Institute for East European Studies
- Type: Institute
- Established: 1951
- Affiliation: Free University of Berlin
- Location: Berlin, Germany
- Website: www.oei.fu-berlin.de

= Institute for East European Studies =

Teaching and research institution in Berlin

The Institute for East European Studies (German: Osteuropa-Institut, abbreviated OEI) of the Free University of Berlin is an interdisciplinary teaching and research institution specializing in the region of Eastern, Southeastern and Central Eastern Europe. Along with the Institute for Latin American Studies and the John F. Kennedy Institute for North American Studies, it is one of three interdisciplinary so-called central institutes at the Free University of Berlin that specialize in regional studies. The researched disciplines include sociology, history, cultural studies, politics and economics.

Founded in 1951 during the Cold War, the OEI is located in Dahlem in south-western Berlin, as are most of the Free University of Berlin's institutions. It was among the first institutions focused on East European Studies in West Berlin and West Germany.
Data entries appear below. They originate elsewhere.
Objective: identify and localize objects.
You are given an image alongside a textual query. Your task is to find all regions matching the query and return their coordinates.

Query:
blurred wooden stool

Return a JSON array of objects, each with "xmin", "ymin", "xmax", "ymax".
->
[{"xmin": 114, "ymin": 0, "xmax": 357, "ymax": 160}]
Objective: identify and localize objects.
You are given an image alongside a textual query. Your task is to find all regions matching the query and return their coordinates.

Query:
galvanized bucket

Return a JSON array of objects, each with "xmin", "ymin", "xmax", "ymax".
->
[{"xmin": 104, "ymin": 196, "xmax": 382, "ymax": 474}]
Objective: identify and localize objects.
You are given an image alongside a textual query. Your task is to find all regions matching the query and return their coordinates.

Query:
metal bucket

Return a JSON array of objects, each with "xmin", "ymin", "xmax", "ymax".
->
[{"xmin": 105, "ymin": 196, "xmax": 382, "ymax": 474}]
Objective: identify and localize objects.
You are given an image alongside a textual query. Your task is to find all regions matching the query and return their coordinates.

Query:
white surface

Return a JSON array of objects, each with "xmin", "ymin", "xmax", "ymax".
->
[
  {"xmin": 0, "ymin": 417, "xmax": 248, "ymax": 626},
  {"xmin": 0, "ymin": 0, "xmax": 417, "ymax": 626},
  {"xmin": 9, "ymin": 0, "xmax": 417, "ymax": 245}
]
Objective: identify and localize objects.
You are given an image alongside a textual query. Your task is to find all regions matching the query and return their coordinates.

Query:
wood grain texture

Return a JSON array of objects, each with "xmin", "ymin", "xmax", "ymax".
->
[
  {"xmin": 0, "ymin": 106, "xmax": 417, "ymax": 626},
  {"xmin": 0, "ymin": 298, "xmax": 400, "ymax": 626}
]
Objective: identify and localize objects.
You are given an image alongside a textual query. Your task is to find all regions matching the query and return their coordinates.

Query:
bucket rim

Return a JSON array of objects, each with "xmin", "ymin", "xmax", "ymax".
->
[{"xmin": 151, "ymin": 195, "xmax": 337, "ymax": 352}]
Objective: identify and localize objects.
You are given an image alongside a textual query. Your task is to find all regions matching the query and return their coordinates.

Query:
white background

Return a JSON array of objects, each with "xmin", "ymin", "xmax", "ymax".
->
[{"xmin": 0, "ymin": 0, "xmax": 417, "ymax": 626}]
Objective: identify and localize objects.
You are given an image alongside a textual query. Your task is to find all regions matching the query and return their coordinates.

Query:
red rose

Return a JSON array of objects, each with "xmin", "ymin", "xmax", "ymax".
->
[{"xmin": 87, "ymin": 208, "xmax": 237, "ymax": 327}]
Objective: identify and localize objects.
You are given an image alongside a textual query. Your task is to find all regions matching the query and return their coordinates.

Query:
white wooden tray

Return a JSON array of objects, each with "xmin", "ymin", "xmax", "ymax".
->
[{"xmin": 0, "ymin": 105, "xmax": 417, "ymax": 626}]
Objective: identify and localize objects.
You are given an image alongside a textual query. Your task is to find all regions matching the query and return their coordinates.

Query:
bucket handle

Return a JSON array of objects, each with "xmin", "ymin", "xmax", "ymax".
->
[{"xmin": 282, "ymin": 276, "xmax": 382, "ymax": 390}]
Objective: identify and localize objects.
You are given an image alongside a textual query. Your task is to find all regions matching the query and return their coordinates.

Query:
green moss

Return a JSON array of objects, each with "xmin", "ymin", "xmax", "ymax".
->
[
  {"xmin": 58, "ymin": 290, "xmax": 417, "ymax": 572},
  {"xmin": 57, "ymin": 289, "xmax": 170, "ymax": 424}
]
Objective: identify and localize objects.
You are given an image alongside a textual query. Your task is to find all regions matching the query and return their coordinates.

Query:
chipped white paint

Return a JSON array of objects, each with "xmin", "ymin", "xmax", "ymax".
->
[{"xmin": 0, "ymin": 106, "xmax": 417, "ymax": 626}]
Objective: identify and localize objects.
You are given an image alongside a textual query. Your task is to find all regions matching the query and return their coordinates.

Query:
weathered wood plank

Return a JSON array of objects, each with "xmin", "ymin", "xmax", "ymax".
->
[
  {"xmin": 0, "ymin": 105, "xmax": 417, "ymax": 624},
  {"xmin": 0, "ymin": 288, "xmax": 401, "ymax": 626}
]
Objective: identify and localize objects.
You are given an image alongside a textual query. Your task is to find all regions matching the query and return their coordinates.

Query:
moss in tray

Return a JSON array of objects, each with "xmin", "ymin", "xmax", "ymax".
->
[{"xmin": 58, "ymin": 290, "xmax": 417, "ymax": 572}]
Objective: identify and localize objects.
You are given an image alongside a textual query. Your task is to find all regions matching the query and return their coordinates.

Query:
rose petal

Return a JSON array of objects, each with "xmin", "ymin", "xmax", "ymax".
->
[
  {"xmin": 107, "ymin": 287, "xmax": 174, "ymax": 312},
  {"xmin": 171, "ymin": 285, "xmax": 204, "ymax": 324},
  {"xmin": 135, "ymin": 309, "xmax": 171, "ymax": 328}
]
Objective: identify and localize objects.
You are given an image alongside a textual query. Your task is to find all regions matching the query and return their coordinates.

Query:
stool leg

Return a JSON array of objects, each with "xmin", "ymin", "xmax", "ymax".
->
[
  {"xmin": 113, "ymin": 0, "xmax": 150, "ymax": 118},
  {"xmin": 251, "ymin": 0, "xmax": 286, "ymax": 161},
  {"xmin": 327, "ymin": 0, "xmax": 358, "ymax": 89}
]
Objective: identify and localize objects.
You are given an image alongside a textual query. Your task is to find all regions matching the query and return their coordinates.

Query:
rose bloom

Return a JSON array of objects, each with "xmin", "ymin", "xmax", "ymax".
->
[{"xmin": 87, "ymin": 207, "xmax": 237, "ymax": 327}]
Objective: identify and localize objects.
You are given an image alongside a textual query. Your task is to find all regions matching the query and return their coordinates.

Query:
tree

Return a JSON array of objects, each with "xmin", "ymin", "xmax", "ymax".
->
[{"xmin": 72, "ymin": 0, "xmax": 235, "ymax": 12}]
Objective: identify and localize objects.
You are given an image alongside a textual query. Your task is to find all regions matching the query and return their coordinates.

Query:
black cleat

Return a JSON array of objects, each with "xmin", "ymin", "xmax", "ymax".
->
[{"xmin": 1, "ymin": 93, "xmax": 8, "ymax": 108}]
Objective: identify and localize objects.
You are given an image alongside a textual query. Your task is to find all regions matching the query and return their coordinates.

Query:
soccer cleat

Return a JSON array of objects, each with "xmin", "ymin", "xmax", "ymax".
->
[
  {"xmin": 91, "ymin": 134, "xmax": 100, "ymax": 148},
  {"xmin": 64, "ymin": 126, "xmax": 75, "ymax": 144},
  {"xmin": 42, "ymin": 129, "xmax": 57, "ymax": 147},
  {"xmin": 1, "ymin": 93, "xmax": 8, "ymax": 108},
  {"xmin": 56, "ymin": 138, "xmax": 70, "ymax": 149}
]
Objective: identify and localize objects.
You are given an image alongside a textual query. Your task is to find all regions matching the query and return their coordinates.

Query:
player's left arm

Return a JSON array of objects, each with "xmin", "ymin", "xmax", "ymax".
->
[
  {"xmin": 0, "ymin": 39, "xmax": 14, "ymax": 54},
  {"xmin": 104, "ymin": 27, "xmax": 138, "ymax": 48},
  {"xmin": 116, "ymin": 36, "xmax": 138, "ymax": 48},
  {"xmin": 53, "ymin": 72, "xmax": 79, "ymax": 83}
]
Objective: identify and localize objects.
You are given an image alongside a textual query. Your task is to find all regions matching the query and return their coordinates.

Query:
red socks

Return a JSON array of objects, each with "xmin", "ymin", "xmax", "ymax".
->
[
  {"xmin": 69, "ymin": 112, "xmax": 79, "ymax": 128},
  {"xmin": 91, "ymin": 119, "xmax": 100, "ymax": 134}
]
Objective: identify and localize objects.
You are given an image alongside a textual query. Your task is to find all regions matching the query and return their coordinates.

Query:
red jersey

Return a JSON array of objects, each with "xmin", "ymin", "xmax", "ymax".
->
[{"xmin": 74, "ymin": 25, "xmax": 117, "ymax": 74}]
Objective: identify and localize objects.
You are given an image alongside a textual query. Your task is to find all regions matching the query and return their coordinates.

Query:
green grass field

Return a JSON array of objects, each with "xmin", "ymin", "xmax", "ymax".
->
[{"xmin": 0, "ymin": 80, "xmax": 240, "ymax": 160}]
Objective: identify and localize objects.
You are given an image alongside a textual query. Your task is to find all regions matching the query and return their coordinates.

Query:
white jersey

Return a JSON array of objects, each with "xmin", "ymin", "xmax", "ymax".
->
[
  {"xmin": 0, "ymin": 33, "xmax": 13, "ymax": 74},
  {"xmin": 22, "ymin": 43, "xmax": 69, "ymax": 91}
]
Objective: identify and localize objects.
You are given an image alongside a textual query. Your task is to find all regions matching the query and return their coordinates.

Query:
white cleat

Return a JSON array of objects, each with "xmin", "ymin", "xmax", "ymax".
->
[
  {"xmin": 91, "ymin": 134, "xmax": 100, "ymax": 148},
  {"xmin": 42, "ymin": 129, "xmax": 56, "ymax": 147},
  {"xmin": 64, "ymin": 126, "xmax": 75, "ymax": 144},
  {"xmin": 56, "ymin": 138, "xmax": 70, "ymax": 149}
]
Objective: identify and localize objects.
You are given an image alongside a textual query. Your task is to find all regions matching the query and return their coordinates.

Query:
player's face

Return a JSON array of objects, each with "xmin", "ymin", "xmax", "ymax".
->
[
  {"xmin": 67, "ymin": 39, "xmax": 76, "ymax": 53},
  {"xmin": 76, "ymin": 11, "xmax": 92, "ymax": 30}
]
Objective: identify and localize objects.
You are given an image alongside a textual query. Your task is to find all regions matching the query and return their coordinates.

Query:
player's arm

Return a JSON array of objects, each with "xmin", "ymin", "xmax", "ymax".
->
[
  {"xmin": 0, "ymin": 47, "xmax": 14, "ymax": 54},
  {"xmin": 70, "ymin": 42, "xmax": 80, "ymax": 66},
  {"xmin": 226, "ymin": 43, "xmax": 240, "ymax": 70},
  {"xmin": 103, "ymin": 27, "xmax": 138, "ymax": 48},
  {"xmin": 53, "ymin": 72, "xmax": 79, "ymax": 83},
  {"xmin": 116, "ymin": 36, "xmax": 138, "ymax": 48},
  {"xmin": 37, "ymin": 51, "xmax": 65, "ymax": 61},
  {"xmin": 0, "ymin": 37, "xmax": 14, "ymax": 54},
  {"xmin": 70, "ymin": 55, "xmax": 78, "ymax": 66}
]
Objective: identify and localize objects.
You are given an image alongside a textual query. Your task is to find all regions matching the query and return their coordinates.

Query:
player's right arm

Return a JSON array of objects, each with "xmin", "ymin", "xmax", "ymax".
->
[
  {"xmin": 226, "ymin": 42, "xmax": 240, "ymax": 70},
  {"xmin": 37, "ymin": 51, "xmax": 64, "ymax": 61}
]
It offers the master's programs in East European Studies. Also East European Studies online master program has been offered since 2003. It also has a specialized library with 360,000 volumes, which since 2008 together with the libraries of the Department of Political and Social Sciences has formed the Library of Social Sciences and East European Studies. In addition to the biannual brochure Berliner Osteuropa-Info, the research results of the institute's departments are published in the Working Paper(s) of the Institute for East European Studies.